## Creating schools.csv

1. Install packages
2. Create cities.csv with full state name/ city column to use in getting school information
3. For persisitance creating a schools csv using selenium to get school information from greatschools.org
4. Clean csv for use in schools endpoint

### 1. Import necessary libraries

In [1]:
from bs4 import BeautifulSoup
import os
import requests
import csv
import json
import pandas as pd
from state_abbr import us_state_abbrev as abbr
from selenium import webdriver
import urllib.parse
import re
import html5lib



### 2.  Create cities.csv with full state name/ city column to use in getting school information

In [None]:
# pwd = os.getcwd()

# # create city state list
# cities = pd.read_excel('notebooks/datasets/data/schools/csv/List of Cities.xlsx')
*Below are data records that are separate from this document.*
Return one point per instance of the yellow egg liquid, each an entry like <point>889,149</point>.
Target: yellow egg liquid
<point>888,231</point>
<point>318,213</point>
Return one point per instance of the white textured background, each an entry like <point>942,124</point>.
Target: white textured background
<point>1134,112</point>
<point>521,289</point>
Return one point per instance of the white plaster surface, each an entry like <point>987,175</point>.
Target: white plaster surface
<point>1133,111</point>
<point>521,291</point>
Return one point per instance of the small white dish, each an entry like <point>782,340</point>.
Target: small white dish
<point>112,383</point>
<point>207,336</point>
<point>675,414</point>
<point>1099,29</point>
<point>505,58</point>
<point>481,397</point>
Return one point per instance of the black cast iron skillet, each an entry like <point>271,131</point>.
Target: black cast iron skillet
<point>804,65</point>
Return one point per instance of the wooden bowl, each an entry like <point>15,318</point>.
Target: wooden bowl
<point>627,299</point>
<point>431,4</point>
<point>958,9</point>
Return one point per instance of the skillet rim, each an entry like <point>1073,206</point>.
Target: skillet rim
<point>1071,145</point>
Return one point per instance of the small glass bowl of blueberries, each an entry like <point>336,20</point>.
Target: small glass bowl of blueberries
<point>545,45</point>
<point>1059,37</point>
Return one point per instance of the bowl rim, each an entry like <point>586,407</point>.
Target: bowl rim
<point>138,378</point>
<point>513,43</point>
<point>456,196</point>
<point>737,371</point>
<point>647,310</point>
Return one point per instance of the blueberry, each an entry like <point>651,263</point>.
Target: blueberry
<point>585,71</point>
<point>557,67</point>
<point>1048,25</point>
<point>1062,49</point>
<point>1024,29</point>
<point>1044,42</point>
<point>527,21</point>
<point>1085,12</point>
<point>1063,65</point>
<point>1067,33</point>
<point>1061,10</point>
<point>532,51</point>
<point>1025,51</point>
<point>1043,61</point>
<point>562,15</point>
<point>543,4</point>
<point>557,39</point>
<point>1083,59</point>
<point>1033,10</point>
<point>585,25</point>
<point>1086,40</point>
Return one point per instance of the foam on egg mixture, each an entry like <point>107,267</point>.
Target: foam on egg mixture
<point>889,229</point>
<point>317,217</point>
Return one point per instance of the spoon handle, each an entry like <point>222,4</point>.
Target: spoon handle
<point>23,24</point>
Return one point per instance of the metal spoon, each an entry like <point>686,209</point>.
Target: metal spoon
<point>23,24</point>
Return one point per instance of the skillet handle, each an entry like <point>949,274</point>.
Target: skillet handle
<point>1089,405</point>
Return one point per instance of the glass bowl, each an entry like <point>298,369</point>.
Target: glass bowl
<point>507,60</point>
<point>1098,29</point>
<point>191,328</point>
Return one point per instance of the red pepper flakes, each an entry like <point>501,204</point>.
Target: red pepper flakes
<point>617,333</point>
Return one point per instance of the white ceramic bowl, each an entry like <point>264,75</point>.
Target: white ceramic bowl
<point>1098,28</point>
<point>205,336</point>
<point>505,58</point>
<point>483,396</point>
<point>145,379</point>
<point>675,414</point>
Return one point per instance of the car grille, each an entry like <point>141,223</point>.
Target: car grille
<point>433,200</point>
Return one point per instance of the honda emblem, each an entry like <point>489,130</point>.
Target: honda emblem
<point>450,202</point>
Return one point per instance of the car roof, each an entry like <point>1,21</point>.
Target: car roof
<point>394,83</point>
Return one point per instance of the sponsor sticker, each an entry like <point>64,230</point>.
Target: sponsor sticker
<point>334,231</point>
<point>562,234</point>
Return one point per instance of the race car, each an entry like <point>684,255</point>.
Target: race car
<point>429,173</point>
# # just get the second and third colun
# cities = cities[['Unnamed: 1','Unnamed: 2']]

# # create new dictionary with reversed key, value pairs
# full = dict(map(reversed, abbr.items()))

# # map state abbreviations to full name
# cities['states'] = cities['Unnamed: 2'].map(full)

# # making sure state/city combo conform to url format of "-" for " "
# cities['states'] = cities['states'].str.strip()
# cities['states'] = cities['states'].str.replace(" ", "-")
# cities['Unnamed: 1'] = cities['Unnamed: 1'].str.replace(" ", "-")

# # remove extraneous header rows
# cities = cities.iloc[2:]
# cities['city'] = (cities['states'] + '/'+ cities['Unnamed: 1']).str.lower()
# print(cities.head())

# # persist by creating new csv
# cities.to_csv('notebooks/datasets/data/schools/csv/cities.csv')

### 3. For persisitance creating a schools csv using selenium and Beautiful Soup to get school information from greatschools.org

In [11]:
# Capturing the information for the remaining table separately
# Looping through each city in the file
cities = pd.read_csv('csv/cities.csv')

# selenium driver
driver = webdriver.Chrome()

# url for greatschools pre_url and post_url (with state/city inbetween)
url_pre = 'http://www.greatschools.org/'

for i in cities['city']:
  fetching = True

  records = []

  page = 0

  while fetching:  
        page += 1
        url = url_pre +  urllib.parse.quote(i) + '/schools/?page={}&tableView=Overview&view=table'.format(page)       
        print("Fetching ", url)

        driver.get(url)
        html = driver.page_source
        soup = BeautifulSoup(html, 'html.parser')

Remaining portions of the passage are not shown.